Wontons are a part of many different regional Chinese cuisines all with their own style. In Shanghai, they are called Large Wontons filled with minced pork and bok choy. In Sichuan, they are folded like a triangles and served with sesame paste and chili oil. Wontons are most known in Cantonese cuisine, and they are filled with minced shrimp and pork and served with thin noodles in soup. They all have one thing in common: they are folded and boiled to perfection.
Tang Yuan 汤圆
Tangyuan are a special occassion and dessert type of dumpling. The wrapper is made of glutinous rice flour and water. The flour is made into a ball and can be filled or unfilled. Typical fillings include chocolate, sesame paste, fruit, red bean paste, or chopped peanuts. Once the ball is formed, it is cooked in boiling water and served hot. The most popular varieties come from Ningbo and Wenzhou, and are commonly associated with Chinese New Year as eating them brings good luck.
Potstickers (Guo Tie) 锅贴
Potstickers are a popular Northern China street snack that has made its way all over China and Asia. Popular fillings include pork, cabbage, corn, chicken, scallions and ginger. The Northerners say good guo tie should be long, straight and open on both ends, but the folding style depends on region. They are pan-fried in a shallow wok with a small amount of water and covered. The result is dumplings that are crispy on the bottom and steamed on top. Dip them in soy sauce for maximum flavor.
Sheng Jian 生煎
Another Shanghai dumpling specialty, the Sheng Jian is a large pan fried dumpling. Classically eaten for breakfast, the Sheng Jian is described as a pan fried Xiao Long Bao (another Shanghai specialty). Usually filled with pork, shrimp or cabbage, these dumplings are also filled with soup.
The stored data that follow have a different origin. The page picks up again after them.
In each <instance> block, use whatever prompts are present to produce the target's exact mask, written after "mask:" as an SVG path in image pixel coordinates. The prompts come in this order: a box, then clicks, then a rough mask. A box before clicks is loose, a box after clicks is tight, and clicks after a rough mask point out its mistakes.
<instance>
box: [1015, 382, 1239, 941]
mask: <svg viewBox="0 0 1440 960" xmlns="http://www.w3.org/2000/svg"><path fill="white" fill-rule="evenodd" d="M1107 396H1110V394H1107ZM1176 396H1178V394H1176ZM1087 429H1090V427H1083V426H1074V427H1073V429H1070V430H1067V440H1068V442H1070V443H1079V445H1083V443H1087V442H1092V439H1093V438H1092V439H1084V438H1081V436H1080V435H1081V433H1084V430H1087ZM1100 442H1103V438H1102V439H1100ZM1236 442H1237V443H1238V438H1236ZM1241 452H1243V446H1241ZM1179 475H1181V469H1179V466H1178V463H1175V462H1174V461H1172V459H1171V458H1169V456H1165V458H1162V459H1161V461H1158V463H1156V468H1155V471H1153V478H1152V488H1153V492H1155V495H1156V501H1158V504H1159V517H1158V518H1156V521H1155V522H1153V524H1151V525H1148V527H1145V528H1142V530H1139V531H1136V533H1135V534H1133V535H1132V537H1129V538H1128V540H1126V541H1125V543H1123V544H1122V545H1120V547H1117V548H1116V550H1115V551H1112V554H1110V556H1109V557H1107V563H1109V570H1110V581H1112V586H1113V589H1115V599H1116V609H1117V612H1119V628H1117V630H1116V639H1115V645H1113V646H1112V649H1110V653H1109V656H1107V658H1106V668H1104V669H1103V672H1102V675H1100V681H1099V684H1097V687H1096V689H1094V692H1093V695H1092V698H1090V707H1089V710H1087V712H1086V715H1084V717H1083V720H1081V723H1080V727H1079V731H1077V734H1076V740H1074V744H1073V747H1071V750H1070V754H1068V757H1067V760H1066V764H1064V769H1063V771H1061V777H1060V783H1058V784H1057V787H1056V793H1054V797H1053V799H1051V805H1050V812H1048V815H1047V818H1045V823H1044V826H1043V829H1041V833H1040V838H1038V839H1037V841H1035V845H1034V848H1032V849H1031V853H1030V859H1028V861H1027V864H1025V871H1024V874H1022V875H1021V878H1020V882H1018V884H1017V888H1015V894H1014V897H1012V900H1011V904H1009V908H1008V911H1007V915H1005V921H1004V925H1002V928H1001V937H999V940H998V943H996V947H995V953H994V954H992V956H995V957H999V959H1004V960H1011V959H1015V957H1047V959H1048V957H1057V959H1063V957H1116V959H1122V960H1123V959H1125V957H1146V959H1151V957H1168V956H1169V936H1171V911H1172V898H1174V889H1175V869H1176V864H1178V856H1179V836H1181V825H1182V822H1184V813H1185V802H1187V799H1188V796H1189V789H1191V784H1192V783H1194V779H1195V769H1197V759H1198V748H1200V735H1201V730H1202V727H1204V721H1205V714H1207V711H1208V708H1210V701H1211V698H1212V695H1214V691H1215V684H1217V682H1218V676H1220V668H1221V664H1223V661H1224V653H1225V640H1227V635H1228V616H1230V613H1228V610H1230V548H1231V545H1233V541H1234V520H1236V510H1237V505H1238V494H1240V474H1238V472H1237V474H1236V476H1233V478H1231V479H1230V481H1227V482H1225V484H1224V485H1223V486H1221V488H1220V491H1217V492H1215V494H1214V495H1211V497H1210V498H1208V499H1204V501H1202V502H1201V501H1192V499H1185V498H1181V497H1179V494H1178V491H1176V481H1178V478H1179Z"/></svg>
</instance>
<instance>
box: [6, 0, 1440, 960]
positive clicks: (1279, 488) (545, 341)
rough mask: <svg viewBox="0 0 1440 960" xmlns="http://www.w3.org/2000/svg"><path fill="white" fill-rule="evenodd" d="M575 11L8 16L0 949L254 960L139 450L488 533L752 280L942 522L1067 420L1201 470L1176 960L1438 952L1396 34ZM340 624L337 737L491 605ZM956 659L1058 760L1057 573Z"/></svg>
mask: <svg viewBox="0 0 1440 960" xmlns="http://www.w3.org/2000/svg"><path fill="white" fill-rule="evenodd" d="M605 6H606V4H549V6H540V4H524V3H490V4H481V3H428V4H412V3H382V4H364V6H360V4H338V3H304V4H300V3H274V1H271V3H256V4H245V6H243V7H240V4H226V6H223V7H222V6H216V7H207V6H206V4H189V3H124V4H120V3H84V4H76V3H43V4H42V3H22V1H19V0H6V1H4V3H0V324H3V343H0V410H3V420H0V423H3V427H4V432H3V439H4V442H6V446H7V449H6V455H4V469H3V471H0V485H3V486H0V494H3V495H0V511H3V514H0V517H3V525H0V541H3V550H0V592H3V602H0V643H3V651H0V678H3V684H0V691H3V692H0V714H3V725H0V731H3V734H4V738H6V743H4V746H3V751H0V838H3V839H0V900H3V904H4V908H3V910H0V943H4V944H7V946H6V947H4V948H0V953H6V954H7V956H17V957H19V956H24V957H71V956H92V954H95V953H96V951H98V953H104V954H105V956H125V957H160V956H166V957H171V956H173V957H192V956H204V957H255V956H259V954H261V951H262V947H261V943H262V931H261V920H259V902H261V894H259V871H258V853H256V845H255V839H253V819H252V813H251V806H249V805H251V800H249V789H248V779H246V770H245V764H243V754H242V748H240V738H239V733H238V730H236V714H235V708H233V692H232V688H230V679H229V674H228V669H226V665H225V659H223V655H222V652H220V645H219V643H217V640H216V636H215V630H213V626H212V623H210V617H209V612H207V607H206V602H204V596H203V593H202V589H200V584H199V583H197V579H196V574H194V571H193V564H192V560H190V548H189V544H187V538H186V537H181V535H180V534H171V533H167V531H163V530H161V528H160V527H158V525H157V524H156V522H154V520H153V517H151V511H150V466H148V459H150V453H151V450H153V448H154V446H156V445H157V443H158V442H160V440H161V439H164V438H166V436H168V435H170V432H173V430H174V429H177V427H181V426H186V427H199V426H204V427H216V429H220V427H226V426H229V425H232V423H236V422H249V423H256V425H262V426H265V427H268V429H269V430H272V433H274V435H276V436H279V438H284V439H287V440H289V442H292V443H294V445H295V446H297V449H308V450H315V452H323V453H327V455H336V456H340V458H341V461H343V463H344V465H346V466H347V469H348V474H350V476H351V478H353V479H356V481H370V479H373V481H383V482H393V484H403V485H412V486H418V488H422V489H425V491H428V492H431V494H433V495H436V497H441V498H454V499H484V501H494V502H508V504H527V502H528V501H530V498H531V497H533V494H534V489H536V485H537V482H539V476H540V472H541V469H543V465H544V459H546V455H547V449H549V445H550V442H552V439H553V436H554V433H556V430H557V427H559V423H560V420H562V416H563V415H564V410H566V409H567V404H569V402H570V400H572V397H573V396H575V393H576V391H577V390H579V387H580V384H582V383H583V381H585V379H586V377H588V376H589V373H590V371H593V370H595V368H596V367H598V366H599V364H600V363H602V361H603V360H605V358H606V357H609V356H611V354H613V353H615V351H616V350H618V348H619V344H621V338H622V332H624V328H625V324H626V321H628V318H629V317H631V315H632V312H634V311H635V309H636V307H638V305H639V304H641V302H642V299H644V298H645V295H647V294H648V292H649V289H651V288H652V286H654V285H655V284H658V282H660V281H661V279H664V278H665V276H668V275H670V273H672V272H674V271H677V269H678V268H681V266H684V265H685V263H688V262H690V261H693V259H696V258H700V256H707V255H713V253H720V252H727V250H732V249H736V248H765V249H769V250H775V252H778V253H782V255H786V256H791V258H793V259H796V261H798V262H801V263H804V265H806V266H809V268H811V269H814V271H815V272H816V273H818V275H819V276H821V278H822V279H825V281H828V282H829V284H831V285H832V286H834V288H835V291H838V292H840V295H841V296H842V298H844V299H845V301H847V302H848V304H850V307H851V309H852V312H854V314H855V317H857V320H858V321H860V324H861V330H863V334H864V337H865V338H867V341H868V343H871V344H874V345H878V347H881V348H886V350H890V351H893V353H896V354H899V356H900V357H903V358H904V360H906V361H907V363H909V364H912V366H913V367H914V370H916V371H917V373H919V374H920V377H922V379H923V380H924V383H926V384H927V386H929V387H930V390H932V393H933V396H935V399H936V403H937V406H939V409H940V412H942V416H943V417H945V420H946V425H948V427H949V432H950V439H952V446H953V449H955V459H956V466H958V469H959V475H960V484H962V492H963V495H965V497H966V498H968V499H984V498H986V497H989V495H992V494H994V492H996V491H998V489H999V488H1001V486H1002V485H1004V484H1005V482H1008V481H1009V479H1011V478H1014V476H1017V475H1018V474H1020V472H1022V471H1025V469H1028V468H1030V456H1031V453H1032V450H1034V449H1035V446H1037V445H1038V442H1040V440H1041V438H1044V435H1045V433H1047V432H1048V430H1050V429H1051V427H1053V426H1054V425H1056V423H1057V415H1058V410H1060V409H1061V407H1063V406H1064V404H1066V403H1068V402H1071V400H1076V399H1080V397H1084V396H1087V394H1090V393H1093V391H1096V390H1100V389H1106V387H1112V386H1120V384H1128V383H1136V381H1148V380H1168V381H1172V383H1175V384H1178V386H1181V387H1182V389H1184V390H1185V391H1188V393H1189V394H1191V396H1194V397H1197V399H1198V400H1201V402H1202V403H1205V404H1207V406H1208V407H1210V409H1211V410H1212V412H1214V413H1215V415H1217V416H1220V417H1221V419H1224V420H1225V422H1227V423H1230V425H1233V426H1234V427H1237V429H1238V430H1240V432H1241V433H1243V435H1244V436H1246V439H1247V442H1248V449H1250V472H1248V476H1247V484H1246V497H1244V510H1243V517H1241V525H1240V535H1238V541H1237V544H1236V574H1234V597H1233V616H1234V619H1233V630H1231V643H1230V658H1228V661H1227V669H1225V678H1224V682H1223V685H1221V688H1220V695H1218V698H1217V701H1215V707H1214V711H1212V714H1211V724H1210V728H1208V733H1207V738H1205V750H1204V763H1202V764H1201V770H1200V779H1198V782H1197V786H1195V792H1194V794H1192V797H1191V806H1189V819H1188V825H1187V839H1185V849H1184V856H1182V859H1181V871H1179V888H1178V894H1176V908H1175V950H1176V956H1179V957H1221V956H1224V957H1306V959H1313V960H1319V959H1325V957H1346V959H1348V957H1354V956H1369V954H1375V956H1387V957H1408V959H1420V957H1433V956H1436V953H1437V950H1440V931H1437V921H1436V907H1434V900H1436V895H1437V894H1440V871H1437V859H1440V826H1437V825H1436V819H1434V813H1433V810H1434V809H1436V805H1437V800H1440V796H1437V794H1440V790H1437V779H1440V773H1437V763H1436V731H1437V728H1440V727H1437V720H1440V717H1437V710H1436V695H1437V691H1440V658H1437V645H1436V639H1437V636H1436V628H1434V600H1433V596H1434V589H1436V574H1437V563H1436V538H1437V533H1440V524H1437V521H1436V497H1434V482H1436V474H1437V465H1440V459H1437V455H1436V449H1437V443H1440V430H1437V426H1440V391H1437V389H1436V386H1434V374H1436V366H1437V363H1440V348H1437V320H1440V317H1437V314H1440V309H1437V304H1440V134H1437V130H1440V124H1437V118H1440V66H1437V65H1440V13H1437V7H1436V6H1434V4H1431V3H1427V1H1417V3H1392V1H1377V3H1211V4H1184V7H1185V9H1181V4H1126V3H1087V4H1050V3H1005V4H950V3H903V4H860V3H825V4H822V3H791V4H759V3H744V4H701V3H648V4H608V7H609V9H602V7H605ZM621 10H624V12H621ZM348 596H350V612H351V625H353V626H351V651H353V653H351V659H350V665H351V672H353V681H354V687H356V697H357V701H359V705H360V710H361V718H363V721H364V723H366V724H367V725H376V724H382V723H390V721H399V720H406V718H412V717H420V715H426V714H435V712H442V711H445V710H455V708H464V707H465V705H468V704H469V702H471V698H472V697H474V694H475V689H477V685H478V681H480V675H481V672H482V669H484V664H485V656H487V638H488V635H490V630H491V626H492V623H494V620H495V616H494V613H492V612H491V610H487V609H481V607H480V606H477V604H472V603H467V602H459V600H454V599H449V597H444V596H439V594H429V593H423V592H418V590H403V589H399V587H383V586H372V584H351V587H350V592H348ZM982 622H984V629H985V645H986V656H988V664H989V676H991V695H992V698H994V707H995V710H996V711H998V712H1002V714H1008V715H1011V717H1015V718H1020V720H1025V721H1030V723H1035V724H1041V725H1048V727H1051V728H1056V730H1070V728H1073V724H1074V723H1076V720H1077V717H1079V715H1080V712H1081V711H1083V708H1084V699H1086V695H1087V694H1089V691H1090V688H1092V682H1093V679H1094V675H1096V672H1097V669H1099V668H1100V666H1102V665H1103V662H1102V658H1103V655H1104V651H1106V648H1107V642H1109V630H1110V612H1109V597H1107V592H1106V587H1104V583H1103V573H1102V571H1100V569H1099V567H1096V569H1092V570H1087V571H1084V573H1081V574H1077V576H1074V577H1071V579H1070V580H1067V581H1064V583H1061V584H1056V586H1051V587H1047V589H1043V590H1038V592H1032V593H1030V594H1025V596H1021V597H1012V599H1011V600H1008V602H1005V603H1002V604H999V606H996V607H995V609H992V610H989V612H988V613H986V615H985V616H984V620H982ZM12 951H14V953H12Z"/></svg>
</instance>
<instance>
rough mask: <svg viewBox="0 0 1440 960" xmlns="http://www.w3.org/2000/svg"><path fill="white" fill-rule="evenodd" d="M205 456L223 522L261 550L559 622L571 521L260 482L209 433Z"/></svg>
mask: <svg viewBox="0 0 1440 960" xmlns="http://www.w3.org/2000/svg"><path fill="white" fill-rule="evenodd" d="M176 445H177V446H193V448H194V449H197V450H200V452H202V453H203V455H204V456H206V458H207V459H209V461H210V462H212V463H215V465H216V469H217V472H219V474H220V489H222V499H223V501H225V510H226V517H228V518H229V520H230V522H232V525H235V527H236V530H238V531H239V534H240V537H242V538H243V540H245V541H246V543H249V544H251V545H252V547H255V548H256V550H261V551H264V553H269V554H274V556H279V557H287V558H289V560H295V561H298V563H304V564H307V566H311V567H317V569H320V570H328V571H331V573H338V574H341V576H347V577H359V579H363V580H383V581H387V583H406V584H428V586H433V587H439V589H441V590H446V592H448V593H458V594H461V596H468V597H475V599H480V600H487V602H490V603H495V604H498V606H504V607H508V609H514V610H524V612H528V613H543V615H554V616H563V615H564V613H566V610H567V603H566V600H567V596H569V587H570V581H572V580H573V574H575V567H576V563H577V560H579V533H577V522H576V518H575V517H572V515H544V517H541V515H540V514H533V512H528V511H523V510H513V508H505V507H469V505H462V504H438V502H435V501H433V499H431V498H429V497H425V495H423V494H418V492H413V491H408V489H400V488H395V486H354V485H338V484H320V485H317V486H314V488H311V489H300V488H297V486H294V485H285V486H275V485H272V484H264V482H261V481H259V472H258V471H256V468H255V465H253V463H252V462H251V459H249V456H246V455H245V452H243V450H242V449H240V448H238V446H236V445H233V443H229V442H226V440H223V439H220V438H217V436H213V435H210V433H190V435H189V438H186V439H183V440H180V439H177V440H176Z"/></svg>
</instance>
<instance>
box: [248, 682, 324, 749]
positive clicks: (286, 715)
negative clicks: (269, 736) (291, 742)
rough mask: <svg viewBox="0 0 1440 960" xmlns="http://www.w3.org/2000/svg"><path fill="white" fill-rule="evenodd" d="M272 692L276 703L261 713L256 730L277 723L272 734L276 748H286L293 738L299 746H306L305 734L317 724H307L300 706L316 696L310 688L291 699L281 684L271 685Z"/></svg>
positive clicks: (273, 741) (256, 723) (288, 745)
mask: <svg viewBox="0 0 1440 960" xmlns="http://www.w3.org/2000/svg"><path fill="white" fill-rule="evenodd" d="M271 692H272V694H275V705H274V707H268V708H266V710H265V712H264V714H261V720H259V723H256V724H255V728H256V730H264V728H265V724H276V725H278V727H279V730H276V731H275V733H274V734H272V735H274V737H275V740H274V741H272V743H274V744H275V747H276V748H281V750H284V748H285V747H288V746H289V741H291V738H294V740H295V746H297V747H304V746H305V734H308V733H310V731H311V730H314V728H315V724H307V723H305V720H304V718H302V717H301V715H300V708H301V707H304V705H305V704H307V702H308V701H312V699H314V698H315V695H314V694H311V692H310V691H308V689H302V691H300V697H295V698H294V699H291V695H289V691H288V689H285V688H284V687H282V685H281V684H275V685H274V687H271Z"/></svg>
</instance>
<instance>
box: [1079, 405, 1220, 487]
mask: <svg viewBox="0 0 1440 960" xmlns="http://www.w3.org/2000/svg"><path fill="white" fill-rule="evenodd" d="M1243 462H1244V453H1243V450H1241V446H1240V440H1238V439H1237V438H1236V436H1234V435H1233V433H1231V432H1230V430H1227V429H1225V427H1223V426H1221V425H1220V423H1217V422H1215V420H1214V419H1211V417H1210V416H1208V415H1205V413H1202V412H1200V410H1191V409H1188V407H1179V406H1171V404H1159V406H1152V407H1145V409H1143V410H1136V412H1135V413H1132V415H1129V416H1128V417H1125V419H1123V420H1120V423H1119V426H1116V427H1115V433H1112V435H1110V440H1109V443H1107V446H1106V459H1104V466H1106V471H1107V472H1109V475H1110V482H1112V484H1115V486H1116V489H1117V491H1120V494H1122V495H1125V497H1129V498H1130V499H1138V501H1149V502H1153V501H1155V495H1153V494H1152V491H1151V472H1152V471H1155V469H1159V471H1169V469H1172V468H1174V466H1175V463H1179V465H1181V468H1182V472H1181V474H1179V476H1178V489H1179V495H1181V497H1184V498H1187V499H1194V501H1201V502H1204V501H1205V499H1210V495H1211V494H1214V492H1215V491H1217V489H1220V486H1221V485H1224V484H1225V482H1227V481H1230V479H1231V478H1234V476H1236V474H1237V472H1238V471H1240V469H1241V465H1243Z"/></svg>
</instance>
The proper way to eat them is similar to Xiao Long Bao. As they are filled with soup that is very hot, if you bite right into it the soup will squirt out. It’s best to poke a small hole in the Sheng Jian, and either drink the soup out or catch it in a spoon for after.
Jian Jiao Zi 煎饺
The crispy cousin of the shui jiao and zheng jiao is jian jiao. It is typically served bottom up to highlight the crispiness and browning. Unlike the Guotie, these dumplings are the classic crescent shape. The raw dumplings are pan fried first, then water is added after to cook and steam the pork. Sometimes they are glazed and the crispy part is sweet.
Chive Box 韭菜盒子
The Chive Box dumpling is made with wheat flour and hot water to keep the dough from expanding. While the dough is being rolled out, chives are stir-fried, eggs are scrambled, and rice vermicelli is cooked. Once the ingredients are ready, they are put in the dough, folded over and crimped. They can be small enough to fit in your hand or big enough to eat as a whole meal.
Fried Wonton 炸馄饨
Cantonese wontons that don’t get eaten after being boiled go into the deep-fryer and get topped with sweet and sour sauce. While fried wontons are a popular appetizer in Chinese restaurants in other parts of the country, they are found in authentic Chinese cuisine. They are typically smaller and are almost like Chinese chips (crisps).
Yao Gok 油角
Cantonese cuisine has a special fried dumpling that is a popular snack during Chinese New Year. Originated in Guangdong, Yao Gok are now eaten in other Chinese communities like Hong Kong and Malaysia. The filling is made of peanut, sesame and coconut and the dumplings pile high during the celebrations. The every day version is filled with pork and is savory.